Cycle Therapy — Chasing Fall w/The Grubers on Bikes

I arrived in the middle of the night, wrestled my bags into a hotel room fell asleep too late, and woke up even later. In a frenzy, I built my bike someplace between the bathroom and that silly half-desk that you never really use except to let your suitcase explode all over. I found my gloves, my overshoes and a rain jacket and shoved my now gaping bags back out the door. My adventure – of escorting Ashley + Jered home – was about to begin.

This scene sounds hectic, but its one that I’ve come to love; one I find myself in, wearing a smile and laughing at just how uncomfortable and awkward it can be, and yet how symbolic it is. I’ve traveled a lot this year, more often with a bicycle than not, and in a totally f*cked up way, I love the way that the hotel rooms are typically small enough that the bike ends up snuggling near you at night, leaning against a wall. Your vehicle for exploration resting like a horse in the stable. When you travel like this, sometimes you find a pair of underwear in with your wrenches (don’t judge me.) Sometimes those wrenches, or a little tube of chain grease, sneaks its way into your toiletry kit. But it’s worth the little inconveniences because when you wake up beside a bicycle your task for the day is typically to just get on your bike and go. Go all day. Until you get “there,” eat, fall asleep, and do it again.

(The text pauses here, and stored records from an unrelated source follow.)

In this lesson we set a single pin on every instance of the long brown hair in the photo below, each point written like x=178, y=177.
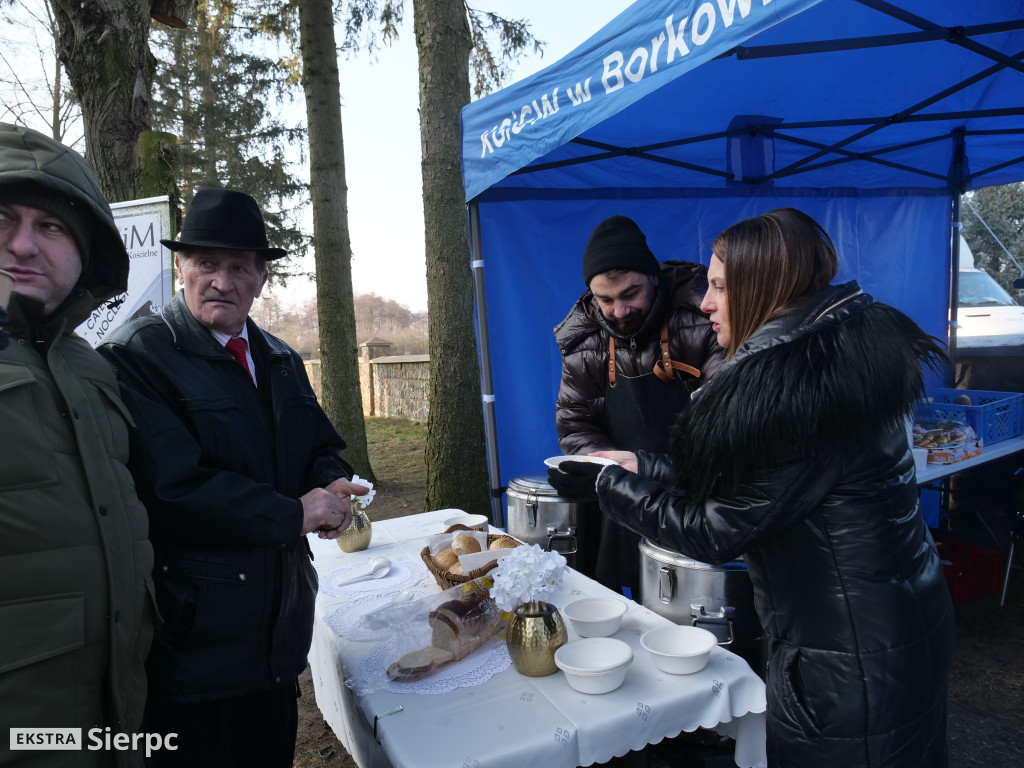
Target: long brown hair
x=771, y=262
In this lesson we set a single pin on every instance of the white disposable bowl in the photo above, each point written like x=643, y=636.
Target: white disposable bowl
x=476, y=522
x=594, y=665
x=554, y=461
x=595, y=616
x=679, y=649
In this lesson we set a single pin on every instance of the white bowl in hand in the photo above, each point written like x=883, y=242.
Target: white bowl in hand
x=595, y=616
x=554, y=461
x=594, y=665
x=679, y=649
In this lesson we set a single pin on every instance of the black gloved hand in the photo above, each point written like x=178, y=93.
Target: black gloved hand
x=574, y=479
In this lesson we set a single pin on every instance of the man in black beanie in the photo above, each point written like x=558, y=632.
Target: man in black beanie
x=634, y=347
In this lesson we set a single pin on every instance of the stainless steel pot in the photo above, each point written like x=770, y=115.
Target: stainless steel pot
x=537, y=514
x=718, y=598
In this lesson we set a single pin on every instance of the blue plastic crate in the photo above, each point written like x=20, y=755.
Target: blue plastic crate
x=992, y=416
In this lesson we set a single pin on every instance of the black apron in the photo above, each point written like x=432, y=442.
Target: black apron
x=639, y=414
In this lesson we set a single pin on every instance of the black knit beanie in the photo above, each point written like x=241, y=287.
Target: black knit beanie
x=617, y=244
x=74, y=214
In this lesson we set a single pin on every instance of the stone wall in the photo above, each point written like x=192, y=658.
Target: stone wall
x=394, y=385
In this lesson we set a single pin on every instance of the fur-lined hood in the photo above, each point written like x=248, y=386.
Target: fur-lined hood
x=817, y=381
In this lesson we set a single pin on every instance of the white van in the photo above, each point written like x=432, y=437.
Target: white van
x=987, y=316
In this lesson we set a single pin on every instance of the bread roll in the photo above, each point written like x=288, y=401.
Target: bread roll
x=445, y=559
x=465, y=545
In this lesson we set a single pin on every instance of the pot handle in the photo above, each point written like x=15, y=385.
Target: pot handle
x=722, y=617
x=568, y=537
x=666, y=584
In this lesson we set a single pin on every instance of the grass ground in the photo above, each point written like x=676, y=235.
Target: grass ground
x=986, y=684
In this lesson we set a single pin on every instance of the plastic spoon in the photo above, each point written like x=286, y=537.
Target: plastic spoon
x=379, y=566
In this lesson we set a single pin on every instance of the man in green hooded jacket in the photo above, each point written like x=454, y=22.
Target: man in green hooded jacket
x=76, y=616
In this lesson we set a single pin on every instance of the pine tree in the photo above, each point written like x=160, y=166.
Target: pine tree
x=222, y=89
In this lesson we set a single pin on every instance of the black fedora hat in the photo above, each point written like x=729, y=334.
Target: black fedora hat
x=224, y=219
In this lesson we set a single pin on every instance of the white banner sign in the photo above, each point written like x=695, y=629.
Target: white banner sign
x=142, y=223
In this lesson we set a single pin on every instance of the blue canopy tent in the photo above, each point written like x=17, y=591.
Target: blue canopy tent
x=689, y=115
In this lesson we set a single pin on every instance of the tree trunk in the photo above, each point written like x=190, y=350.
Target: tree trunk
x=457, y=474
x=102, y=45
x=340, y=373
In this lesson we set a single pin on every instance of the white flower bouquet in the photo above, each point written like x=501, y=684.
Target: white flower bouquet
x=524, y=574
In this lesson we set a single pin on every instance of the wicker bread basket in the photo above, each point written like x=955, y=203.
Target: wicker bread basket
x=446, y=581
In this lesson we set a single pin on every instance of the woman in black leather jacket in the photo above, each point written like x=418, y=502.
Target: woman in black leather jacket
x=795, y=456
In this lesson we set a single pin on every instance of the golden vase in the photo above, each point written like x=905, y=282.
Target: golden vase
x=356, y=537
x=535, y=632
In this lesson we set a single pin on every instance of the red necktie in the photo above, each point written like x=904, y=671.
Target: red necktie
x=237, y=347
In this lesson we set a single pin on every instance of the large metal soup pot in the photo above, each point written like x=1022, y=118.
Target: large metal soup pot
x=537, y=514
x=718, y=598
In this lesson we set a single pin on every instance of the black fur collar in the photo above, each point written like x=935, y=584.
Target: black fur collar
x=825, y=378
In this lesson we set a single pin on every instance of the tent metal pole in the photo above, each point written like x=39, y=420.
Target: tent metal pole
x=486, y=375
x=958, y=173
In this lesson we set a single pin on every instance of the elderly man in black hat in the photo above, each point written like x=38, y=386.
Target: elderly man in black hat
x=236, y=462
x=634, y=346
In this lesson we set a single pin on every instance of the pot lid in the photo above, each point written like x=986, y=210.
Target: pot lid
x=667, y=556
x=535, y=482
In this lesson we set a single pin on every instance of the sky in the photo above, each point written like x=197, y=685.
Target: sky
x=382, y=142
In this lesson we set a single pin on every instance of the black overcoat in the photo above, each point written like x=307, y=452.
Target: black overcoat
x=220, y=466
x=796, y=456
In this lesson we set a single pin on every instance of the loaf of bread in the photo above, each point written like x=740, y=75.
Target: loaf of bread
x=419, y=664
x=445, y=559
x=465, y=545
x=457, y=629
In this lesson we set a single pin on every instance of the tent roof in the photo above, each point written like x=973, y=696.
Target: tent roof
x=786, y=93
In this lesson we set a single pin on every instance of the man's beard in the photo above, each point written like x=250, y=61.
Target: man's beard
x=628, y=326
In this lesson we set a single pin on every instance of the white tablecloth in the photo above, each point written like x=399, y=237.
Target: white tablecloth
x=504, y=718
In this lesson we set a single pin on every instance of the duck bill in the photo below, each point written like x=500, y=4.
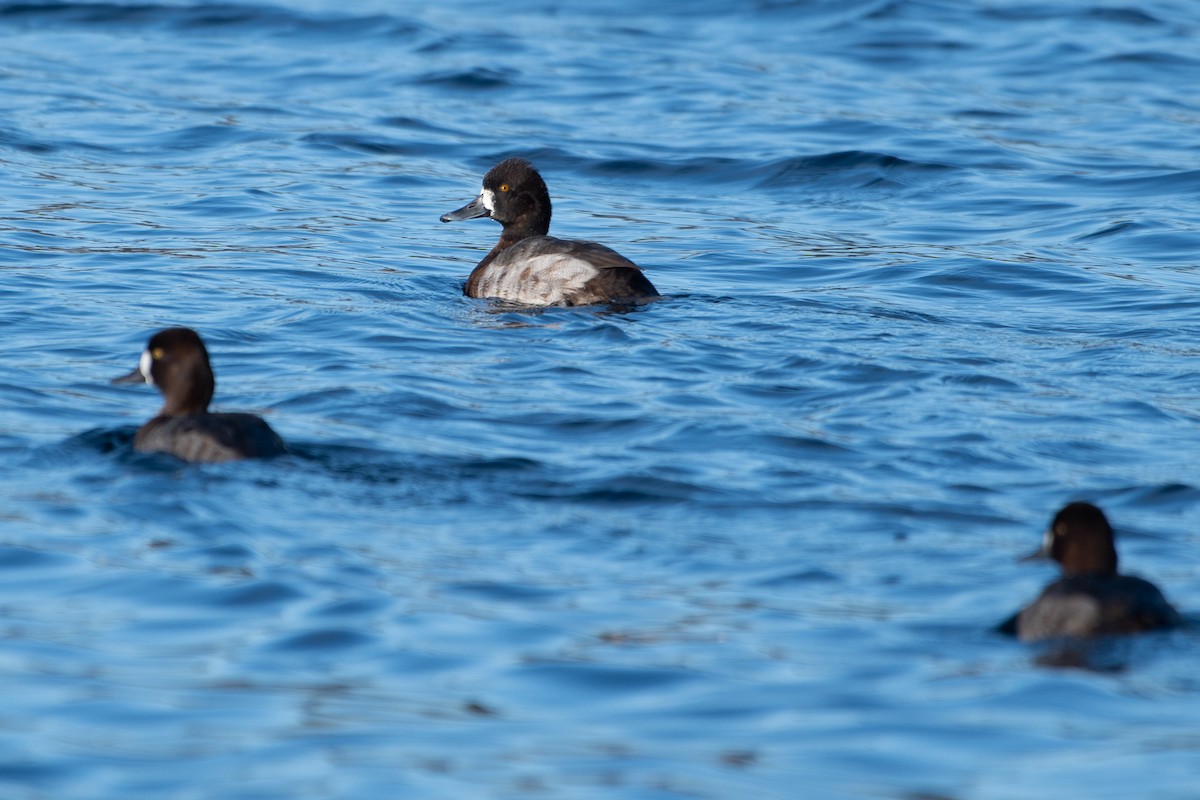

The invitation to ride with the Gruber’s home to Athens was a generous and kind one; one that I couldn’t pass up even if I wanted to. I love these two like my own family and there are few things I’d rather be doing than following the course Jered has charted out on a map, and seeing where it takes us. Escorting them home was very much about being there for them, and welcoming them to a time in their schedule when they get to relax, remember what they love about bicycles (in case so so many days on the road have made them forget,) and just giving them a big fat hug of relief that they’ve arrived back to the United States in one (err, two) pieces. But escorting them home was a gift, a gesture of kindness to myself as well; in the only way that a 4-day, 400 mile journey can be.

I never could have imagined just how much this year would throw at me, and I never would have imagined how transformative, and therapeutic, the days I’ve spent on the bike through it all have been. Wherever I am in the world, or in my life, it’s a great place to be when I’m on two wheels. Just when I think my heart couldn’t hurt any more, my legs couldn’t scream louder, my body continues – inching ahead with each breath. No matter what the pain, so long as you commit to pedaling through it, the clouds will clear and the summit will reveal itself.  Once you see the bike as a therapy, I’m not sure when you stop using it as a tool to satisfy your soul but at every turn, every time I rebuild my bike in a new place, I get excited to see what I’ll find out there along the way, and IN there along the way too.

The Chasing Fall trip was 1200 miles in total – from Emmaus, Pennsylvania to Athens, Georgia over 12 days. The four days that I joined for were marked with rain and rather miserable weather along the Blue Ridge Parkway, but I did capture a few images to share of the color pops and bursting boughs that lined the route home. Some of the days we were smiling in the sun, other days we were wiping the grit from our faces and eyes with sleeves covered in more grit. The morning that I woke up with eyes nearly swollen shut from the dirt thrown off of a wheel into my face as we were making way to the South Carolina border was a particularly memorable one. And still, the show went on. As it does.

I’d been hoping to make it out to the East Coast to ride in the colors of fall and feel autumn creeping in and this trip absolutely sated that desire; I’m really looking forward to having some time to enjoy the changing of the seasons – literally and figuratively – back home in Boulder, to appreciating the chill in the air, to slowing down enough to sip holiday libations with good friends, and feel my cup of proverbial gratitude for all the adventure in life overflow.

The images Jered captured of #chasingfall15 will be published in Bicycling Magazine in the coming little while so watch for more there. Pretty sure that we all agree: the more places we take our bikes, the more places we want to take them, the more we trust that they’re carrying us in the right direction and I’m pretty excited to see what direction they lead us to next.